Preciso ter entrada para entrar em um consórcio de imóvel? Não. Ao contrário do financiamento bancário, o consórcio não exige pagamento de entrada. O participante começa a contribuir com a parcela mensal a partir da adesão ao grupo.
Quanto tempo leva para ser contemplado? Não é possível garantir uma data de contemplação, pois o sorteio é aleatório. Qualquer cotista pode ser contemplado no primeiro mês ou no último. Para quem deseja antecipar, o lance é o caminho.
Posso usar o FGTS no consórcio de imóvel? Sim, em consórcios de imóvel residencial, é possível utilizar o saldo do FGTS como lance ou para complementar a carta de crédito, respeitadas as regras da Caixa Econômica Federal e da legislação do FGTS. Consulte um especialista para verificar elegibilidade.
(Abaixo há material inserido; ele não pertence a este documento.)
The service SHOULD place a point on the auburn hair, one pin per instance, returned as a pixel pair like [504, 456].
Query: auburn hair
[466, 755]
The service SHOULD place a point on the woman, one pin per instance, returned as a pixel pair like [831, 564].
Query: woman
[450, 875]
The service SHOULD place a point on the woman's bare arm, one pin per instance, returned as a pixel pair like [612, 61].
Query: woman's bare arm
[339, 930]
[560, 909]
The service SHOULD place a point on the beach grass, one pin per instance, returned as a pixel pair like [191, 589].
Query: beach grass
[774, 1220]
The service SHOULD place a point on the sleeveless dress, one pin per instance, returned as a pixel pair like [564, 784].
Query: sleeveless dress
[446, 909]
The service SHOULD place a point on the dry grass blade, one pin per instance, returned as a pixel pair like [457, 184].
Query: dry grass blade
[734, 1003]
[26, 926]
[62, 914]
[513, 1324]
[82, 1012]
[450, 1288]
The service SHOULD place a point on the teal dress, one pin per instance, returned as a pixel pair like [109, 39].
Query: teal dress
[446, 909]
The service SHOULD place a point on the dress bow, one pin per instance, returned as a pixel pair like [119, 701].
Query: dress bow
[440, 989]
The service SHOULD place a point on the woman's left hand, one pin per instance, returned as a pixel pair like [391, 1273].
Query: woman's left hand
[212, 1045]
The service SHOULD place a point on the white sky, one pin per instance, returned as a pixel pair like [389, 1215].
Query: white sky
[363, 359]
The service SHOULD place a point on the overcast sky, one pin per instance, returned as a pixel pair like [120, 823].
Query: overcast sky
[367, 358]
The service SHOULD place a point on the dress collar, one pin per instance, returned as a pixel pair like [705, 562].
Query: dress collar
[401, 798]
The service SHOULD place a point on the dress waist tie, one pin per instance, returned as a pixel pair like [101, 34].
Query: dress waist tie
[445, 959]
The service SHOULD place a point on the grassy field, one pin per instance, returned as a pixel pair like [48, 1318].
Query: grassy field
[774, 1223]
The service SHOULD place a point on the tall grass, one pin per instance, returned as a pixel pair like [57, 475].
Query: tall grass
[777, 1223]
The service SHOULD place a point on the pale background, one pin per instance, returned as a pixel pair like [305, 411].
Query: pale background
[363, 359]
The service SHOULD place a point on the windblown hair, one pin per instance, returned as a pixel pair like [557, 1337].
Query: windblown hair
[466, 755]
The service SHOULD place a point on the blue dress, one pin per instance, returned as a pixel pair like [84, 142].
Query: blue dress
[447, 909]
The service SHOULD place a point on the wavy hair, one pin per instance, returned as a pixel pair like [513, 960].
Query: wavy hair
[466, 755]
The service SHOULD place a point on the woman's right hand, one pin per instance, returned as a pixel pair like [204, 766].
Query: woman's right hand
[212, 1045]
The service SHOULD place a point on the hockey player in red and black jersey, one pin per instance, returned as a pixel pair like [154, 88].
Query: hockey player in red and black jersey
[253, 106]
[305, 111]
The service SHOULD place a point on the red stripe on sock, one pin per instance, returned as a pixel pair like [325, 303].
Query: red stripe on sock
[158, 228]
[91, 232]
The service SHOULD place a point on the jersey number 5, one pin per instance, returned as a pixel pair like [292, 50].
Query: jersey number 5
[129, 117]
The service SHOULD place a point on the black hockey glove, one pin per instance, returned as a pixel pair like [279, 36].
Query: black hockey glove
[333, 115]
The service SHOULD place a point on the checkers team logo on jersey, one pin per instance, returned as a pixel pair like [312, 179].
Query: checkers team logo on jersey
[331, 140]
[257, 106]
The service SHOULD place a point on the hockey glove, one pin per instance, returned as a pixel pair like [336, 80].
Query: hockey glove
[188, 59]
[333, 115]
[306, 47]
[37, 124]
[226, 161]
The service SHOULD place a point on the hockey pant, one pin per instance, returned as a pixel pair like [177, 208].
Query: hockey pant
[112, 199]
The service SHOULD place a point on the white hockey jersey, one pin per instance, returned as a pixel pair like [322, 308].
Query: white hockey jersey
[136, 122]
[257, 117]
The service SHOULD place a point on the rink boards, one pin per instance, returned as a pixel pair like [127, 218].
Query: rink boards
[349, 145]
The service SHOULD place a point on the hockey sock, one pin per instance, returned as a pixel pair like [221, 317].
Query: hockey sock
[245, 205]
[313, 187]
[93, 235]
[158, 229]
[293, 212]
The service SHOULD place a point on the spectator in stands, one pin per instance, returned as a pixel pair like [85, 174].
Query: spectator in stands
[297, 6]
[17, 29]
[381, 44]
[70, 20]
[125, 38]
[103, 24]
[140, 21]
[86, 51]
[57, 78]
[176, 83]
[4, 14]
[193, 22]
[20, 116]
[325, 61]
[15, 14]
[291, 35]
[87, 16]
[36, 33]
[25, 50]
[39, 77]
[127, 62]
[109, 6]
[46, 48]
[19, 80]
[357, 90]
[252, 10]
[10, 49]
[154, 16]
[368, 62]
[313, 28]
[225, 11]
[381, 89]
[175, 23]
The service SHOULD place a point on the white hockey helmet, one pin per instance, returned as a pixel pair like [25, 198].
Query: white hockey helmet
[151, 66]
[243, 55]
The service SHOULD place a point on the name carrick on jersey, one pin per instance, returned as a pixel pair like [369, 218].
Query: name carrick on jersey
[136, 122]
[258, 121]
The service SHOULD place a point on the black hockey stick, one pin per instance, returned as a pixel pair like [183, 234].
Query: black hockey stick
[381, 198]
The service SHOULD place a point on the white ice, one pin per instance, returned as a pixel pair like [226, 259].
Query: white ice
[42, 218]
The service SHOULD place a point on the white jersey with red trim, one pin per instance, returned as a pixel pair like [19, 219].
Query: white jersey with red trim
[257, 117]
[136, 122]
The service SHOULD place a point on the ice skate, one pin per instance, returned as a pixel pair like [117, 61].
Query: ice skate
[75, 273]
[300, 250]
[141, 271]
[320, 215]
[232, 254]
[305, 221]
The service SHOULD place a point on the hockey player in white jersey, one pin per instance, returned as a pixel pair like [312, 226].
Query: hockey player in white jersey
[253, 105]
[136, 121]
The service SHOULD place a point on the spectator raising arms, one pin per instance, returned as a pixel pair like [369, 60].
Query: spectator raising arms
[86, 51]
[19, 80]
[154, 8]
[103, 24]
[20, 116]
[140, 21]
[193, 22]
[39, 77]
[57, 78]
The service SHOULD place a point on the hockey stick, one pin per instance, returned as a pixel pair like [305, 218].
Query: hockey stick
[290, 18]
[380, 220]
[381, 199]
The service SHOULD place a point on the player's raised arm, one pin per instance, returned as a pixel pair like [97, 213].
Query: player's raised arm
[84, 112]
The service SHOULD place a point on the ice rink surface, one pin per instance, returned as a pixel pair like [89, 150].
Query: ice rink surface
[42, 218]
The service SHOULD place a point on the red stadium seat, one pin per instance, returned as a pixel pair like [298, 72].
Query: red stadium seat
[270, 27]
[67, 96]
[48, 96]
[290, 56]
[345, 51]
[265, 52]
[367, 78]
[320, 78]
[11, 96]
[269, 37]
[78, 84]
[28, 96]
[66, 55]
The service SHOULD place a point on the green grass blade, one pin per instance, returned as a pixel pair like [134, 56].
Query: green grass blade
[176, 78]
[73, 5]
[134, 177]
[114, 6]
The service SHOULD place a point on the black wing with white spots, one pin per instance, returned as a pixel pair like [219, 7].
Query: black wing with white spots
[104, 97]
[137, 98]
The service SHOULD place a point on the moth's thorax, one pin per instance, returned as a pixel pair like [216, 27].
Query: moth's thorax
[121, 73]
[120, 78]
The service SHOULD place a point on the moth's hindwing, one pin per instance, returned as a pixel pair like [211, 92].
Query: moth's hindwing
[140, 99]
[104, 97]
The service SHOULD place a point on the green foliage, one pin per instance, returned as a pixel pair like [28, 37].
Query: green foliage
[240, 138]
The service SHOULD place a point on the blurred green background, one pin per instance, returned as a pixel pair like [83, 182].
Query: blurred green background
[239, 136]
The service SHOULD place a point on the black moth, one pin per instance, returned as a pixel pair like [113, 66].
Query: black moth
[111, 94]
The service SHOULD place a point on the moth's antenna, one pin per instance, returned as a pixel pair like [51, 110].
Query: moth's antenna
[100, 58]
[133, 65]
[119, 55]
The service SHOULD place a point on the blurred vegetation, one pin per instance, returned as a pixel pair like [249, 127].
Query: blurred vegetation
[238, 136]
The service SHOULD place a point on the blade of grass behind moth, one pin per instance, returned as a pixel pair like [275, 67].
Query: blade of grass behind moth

O que acontece se eu não for contemplado até o final do grupo? Todos os participantes são contemplados até o encerramento do grupo — o prazo do consórcio garante que nenhum cotista termine o contrato sem ter recebido a carta de crédito, desde que mantenha os pagamentos em dia.
Consórcio de imóvel é seguro? Quem regula? O consórcio de imóvel é regulamentado e fiscalizado pelo Banco Central do Brasil, nos termos da Lei 11.795/2008. Somente empresas autorizadas pelo Bacen podem administrar grupos de consórcio no Brasil. A Evoy é uma administradora autorizada e opera dentro dessas normas.